According to Sean McEnearney, chair of the Children, Youth, and Families Collaborative Commission, affordable housing is the organization’s highest priority. McEnearney reinforced his commission’s goal of equipping and empowering families in Alexandria to provide for their children, and said available affordable housing is pivotal in accomplishing this.
Carol Downs from the Commission on Aging said her group was primarily focused on not having services cut during the upcoming budget season. After that, Downs said the commission would also focus on increasing the diversity of their leadership and push for additional funding for a nurse case manager. Downs said the Commission on Aging also had a focus on affordable housing, though it was slightly different from the objectives of the other organizations. The Commission on Aging’s priority is funding for long-term-care supportive services to enable aging at home with priority given to existing facilities.
Perhaps the most enthusiastic outcry for increased affordable housing came from Joseph Valenti, representing the Economic Opportunities Commission.
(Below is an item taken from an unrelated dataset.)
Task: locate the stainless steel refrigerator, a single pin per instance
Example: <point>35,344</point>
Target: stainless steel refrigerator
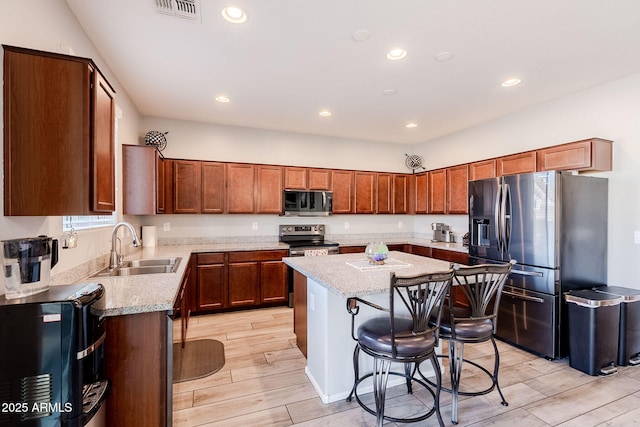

The Economic Opportunities Commission develops programs to provide outreach to low-income residents, which Valenti said is only possible if those residents have homes in Alexandria they can live in.
“If you pressed me for three priorities, I’d probably say affordable housing,” Valenti paused, then continued, “affordable housing, and affordable housing.”
According to a local Department of Social Services Report for 2014, released to the board by Suzanne Chis, the executive deputy director for the Department of Community and Human Services, 12,916 Alexandrians, or 9 percent of the local population live in poverty in Alexandria. 3,921 children, 15 percent of children in Alexandria, live in poverty. While this is slightly lower than the 15.7 percent of children across the state living in poverty, it’s higher than the 9.6 percent throughout Northern Virginia.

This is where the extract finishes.